My degree and professional training is all in physics. Biggest one for me is that they use "high temperature" when relating to superconductors like we're going to have superconducting phones next year, when in reality high-T superconductors are still colder than 100 K (-173°C, -280°F). Also they gotta stop flipping out over Water on Mars. That's so passe, there's a literal list on wikipedia on how many times that's happened. On the plus side though, most have just stopped trying to explain anything around physics and instead go for a more "x does y cause physics" approach

[–] [email protected] 3 points 9 months ago (1 children)

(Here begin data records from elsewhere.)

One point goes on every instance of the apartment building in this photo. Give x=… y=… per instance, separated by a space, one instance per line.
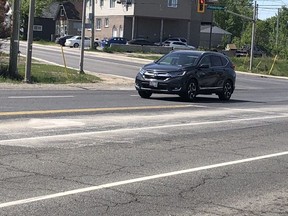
x=155 y=20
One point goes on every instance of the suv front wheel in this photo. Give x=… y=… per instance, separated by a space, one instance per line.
x=191 y=91
x=144 y=94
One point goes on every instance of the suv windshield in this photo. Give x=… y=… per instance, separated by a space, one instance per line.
x=179 y=59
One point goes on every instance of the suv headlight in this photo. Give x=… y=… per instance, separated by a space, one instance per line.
x=177 y=73
x=142 y=71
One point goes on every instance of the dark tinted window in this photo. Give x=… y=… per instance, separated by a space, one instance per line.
x=205 y=61
x=216 y=61
x=179 y=43
x=224 y=61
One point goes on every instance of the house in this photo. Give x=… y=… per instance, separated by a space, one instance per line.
x=155 y=20
x=68 y=18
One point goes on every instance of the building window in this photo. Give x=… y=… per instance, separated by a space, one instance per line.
x=62 y=12
x=98 y=24
x=106 y=22
x=112 y=3
x=172 y=3
x=37 y=28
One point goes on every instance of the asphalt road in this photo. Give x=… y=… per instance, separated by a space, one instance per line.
x=109 y=152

I'm not a pilot but it really irritates me when the media reports that a pilot "crash landed".

A crash is an uncontrolled collision with terrain, other aircraft, birds etc.

When a pilot attempts to land in emergency circumstances, it's just that- an emergency landing.

Sully didn't crash the plane on the Hudson river, he performed an emergency ditch manoeuvre which pilots train for.

Saying "crash landing" is an oxymoron. What the reporters usually mean is something along the lines of, "The pilot attempted an emergency landing on rough terrain but was unable to successfully bring the plane to a complete stop before crashing into trees."